Novus' 2012 capital budget will be entirely funded through internally
generated funds flow, proceeds from in the money warrant exercises and
its existing line of credit. 2012 year end net debt is estimated to be
approximately $59 million, and would result in Novus having a debt to
annualized fourth quarter 2012 funds flow ratio of approximately 0.8
times. The Company expects to see positive funds flow from operations
of $52 million for 2012. This forecast is based on an oil price of US
$95.00 WTI per barrel, an AECO natural gas price of CDN $2.50 per
mmbtu, and an exchange rate of $1.00 CDN/US.
At the end of 2011, Novus estimates it had in excess of $230 million of
tax pools which provide significant flexibility and shelter for cash
taxes in 2012 and future years.
2012 Guidance Summary (1)
Net Capital Expenditures
| $81 million |
Net Wells Drilled
|
73
|
Average Production Volumes
|
3,300 boe/d (84% oil and liquids)
|
Exit Production Volumes
|
4,500 boe/d (85% oil and liquids)
|
Funds Flow From Operations
| $52 million |
Q4 Annualized Funds Flow From Operations
| $70 million |
2012 Estimated Year End Net Debt
| $59 million |
Crude Oil Pricing
|
US $95.00 WTI
|
Natural Gas Pricing
|
CDN $2.50 per mmbtu
|
Exchange Rate
| $1.00 CDN/US
|
(1)
|
The projection of capital expenditures excludes corporate and property
acquisitions, which are separately considered and evaluated.
|
Key Viking Resource Play
Novus had a very active and highly successful year in 2011. The large
reserve additions the Company obtained were almost exclusively
generated in its key Viking light oil resource play in Dodsland,
Saskatchewan. Virtually all of the proved and probable reserve growth
the Company achieved came from organic drilling. The attractive
finding, development and acquisition costs and healthy recycle ratio
validate the growth strategy of assembling a predictable, low risk,
multi-year drilling inventory within a concentrated core area.
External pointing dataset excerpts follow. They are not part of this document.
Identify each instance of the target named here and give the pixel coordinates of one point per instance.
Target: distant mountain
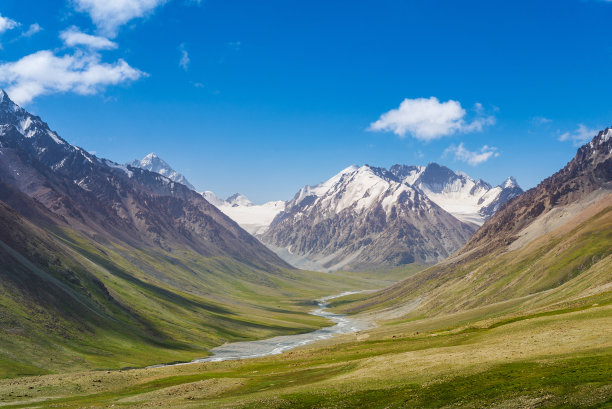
(551, 246)
(154, 163)
(253, 218)
(91, 249)
(116, 201)
(469, 200)
(364, 217)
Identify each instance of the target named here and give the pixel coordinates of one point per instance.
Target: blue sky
(262, 97)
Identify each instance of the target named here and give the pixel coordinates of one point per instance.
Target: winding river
(283, 343)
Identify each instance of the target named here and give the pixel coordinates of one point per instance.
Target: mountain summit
(469, 200)
(368, 216)
(154, 163)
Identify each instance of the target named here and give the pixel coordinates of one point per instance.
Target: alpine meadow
(290, 204)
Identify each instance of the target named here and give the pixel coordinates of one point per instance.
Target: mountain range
(366, 216)
(548, 248)
(103, 264)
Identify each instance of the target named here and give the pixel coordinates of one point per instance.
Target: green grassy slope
(67, 302)
(569, 263)
(561, 359)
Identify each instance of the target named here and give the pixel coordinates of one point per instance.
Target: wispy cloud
(581, 135)
(74, 37)
(540, 120)
(7, 24)
(185, 60)
(44, 72)
(109, 15)
(472, 158)
(33, 29)
(428, 119)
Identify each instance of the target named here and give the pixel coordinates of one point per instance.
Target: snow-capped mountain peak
(510, 183)
(469, 200)
(238, 199)
(154, 163)
(252, 217)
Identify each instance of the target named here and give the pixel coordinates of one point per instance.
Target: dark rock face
(99, 197)
(591, 169)
(366, 218)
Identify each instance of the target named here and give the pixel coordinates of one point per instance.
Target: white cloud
(109, 15)
(184, 61)
(540, 120)
(7, 24)
(428, 118)
(33, 29)
(581, 135)
(74, 37)
(472, 158)
(45, 73)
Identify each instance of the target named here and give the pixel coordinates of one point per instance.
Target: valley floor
(557, 358)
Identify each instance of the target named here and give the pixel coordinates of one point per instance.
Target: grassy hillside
(565, 264)
(559, 359)
(69, 303)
Novus begins 2012 with an extensive light oil development drilling
inventory of more than 600 net locations which represent over eight
years of development potential. This already significant opportunity
base does not reflect the ability to down space from 8 wells to 16
wells per section or the future potential to water flood the
reservoir. Novus believes that the development of the Viking resource
is in its early stages and that there is further significant upside to
recovery factors by applying secondary recovery methods. Novus shall
continue to actively drill its existing land base, and shall remain
focused on expanding its presence within this large oil resource play.
Novus has been focused on continually lowering its drilling and
completion costs, employing new completion techniques to improve the
economic performance of its wells, and building the necessary area
infrastructure to support stable, low operating cost production.
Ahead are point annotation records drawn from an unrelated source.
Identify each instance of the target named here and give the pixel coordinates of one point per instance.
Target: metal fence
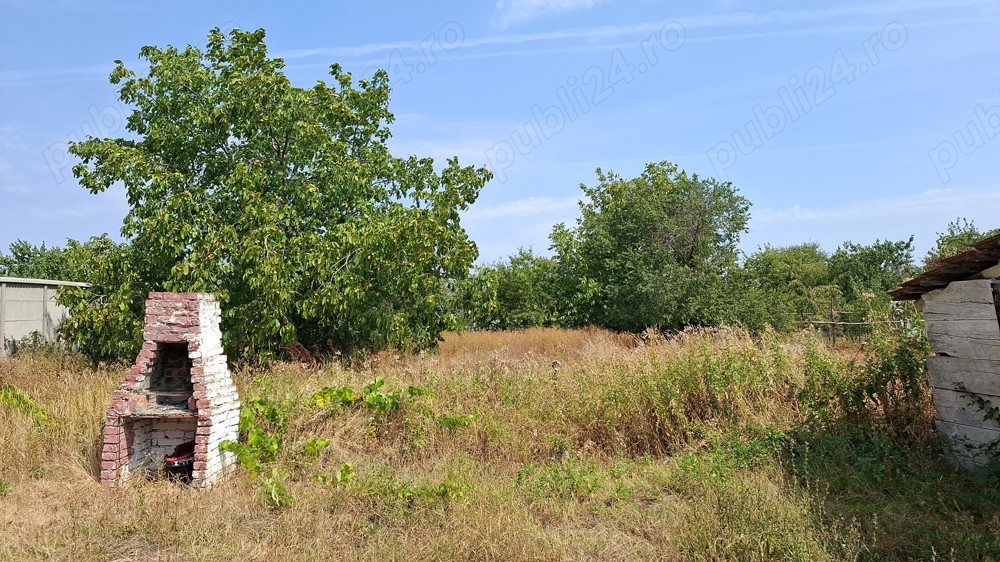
(28, 305)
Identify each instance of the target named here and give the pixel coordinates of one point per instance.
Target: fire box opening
(170, 381)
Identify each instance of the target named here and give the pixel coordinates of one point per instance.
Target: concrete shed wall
(28, 305)
(964, 372)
Upgrades at Novus' owned and operated facilities at Whiteside and Avon
Hills were completed in the fourth quarter of 2011 which increased
fluid handling capacities at each facility. An exclusive agreement was
signed with a third party to take the Company's wet solution gas in
Whiteside and will significantly reduce operating costs. Construction
of a sales gas line and emulsion line from the Whiteside facility to
the meter station was also completed.
Novus is currently running an emulsion line from its core facility at
Whiteside to the Flaxcombe field and a total of 22 wells in the
southern portion of the area will be tied in and have their gas
production conserved. This line will be used to tie-in all new wells
drilled in the Flaxcombe area throughout 2012 and will serve to reduce
downtime and reduce future operating costs.
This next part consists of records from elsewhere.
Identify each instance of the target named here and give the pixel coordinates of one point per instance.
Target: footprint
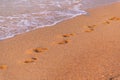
(39, 50)
(90, 28)
(30, 60)
(63, 42)
(67, 35)
(115, 78)
(114, 18)
(106, 22)
(3, 67)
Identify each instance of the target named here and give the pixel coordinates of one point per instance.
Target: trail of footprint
(3, 67)
(30, 60)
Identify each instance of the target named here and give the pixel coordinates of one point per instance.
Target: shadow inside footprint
(63, 42)
(31, 60)
(68, 35)
(106, 22)
(114, 18)
(90, 28)
(38, 50)
(3, 67)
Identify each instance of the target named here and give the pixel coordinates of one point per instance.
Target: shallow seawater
(20, 16)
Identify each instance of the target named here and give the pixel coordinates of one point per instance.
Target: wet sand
(83, 48)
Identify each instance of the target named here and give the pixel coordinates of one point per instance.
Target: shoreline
(82, 48)
(86, 12)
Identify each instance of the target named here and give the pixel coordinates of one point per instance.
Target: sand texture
(86, 47)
Novus' operating costs have continued to materially decrease from
$18.20/boe in the first quarter of 2011 to an estimated $12.88/boe in
the fourth quarter of 2011. The Company's fourth quarter 2011
operating costs for its Viking production were estimated to be
$8.96/boe, with further reductions anticipated in the second quarter of
2012 once all facility upgrades are completed.
Based upon the stable production rates, highly economic netbacks,
significant recoverable reserves, and lower drilling and completion
costs in the Dodsland area the Company has experienced to date, Novus
plans on maintaining an aggressive drilling program on its current
acreage and will continue its efforts to further consolidate and expand
its position within the area through acquisitions. With a strong
technical team and continual evolution by industry and the Company in
lowering costs and improving production in its Viking light oil play,
Novus is once again poised to exhibit strong growth in the coming year.
Land Holdings
Of the total corporate net undeveloped acres, 80% or 103,327 net acres
are situated in Saskatchewan.
A summary of the Company's land holdings at December 31, 2011 is
outlined below:
(acres)
|
Developed
|
Undeveloped
|
Total
|
|
Gross
|
Net
|
Gross
|
Net
|
Gross
|
Net
|
|
|
|
|
|
|
|
Alberta
|
70,198
|
35,804
|
38,640
|
25,694
|
108,838
|
61,498
|
Saskatchewan
|
20,189
|
14,800
|
110,670
|
103,327
|
130,859
|
118,127
|
Other
|
1,943
|
1,347
|
1,943
|
932
|
3,886
|
2,279
|
Total
|
92,330
|
51,951
|
151,253
|
129,953
|
243,583
|
181,904
|
Reserves
The reserves data set forth below is based upon the Sproule Report. The
following presentation summarizes the Company's crude oil, natural gas
liquids and natural gas reserves and the net present values of future
net revenue of the Company's reserves before income taxes and using
forecast prices and costs. The Sproule Report has been prepared in
accordance with the standards contained in the COGE Handbook and the
reserves definitions contained in the NI 51-101.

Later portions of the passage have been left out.